I first heard about the Basic Arch Shaped Sock pattern (by Marlowe Crawford) on the Y Knit podcast (episode 18). I was intrigued enough to jot it down on my Sock Summit spreadsheet and seek it out at the booth for A Verb for Keeping Warm. This sock is knit from the cuff down. The leg, heel flap, and heel turn are exactly like my basic sock recipe. The decreases on the foot are different, though. They are shaped so that the sock hugs the arch of the foot (this is actually achieved by a series of increases and decreases, not just decreases, like on a standard sock). See? This shaping means that the top of the foot features a nice v shape:And the bottom is full of surprises: I like this sock a lot, but I had some issues knitting it:
- The pattern is written for dpns and I wanted to use 2 circulars. There were some translation issues (of my own making, since I chose to go this route).
- There were some errors on the heel flap directions. Next time I’ll follow my standard instructions. (There was also a discrepancy between the written instructions and the chart.)
- The pattern calls for 16 stitches to be picked up on each edge of the heel flap. In order to pick up all the slipped stitches and avoid holes in this area, I needed to pick up 20 stitches on each side.

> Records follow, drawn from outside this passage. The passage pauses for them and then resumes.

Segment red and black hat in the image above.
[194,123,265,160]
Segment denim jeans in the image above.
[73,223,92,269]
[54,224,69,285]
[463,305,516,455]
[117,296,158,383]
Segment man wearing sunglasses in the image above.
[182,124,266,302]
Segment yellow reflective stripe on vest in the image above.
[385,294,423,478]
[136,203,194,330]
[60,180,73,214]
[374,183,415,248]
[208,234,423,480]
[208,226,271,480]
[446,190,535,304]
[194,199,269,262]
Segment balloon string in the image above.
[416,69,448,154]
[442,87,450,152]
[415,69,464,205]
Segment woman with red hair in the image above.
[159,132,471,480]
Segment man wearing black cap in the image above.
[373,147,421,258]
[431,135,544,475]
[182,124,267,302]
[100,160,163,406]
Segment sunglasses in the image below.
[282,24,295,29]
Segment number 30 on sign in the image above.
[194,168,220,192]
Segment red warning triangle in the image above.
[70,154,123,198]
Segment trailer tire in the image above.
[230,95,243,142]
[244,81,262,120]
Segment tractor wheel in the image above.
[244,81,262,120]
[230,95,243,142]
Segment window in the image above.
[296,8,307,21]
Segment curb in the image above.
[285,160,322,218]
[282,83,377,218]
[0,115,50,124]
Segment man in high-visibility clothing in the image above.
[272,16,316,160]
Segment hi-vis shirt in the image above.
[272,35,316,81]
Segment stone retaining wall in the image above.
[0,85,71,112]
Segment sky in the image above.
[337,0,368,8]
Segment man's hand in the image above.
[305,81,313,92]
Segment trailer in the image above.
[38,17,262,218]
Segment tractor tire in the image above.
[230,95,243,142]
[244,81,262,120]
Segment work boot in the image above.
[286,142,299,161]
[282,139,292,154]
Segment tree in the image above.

I knew from experience that it would not do to only pick up 16, so I went ahead with 20.
- Once I had more stitches than the pattern called for, I wasn’t completely sure how to adjust the placement of the increases and decreases in the foot. I decided to do my regular decreases (SSK one stitch in from the beginning of the row, K2tog one stitch in from the end of the row, every other row) until my stitch count matched that of the pattern, and then proceed with the pattern. This meant that the arch shaping began further away from the heel and closer to the toe of the sock. Once I got the hang of it, I was prepared to rip it back to the heel flap and begin again, except…
- …that the sole fit comfortably even so! So I continued.
- This meant that my toe decrease began just a few rounds after all the arch shaping ended, which I think distorted my usually elegant star toe. I think the regular trapezoidal toe might be better with this sock for this reason (and it is what the pattern calls for – I just always substitute the star toe).
I’m going to knit sock #2 to match sock #1. But I’m anxious to begin another pair and make some adjustments. The arch shaping really is pleasing. And since the sock is almost entirely stockinette, it knit up rather quickly.
Steven bought the corresponding men’s sock pattern, Oliver. I’m anxious to hear his report.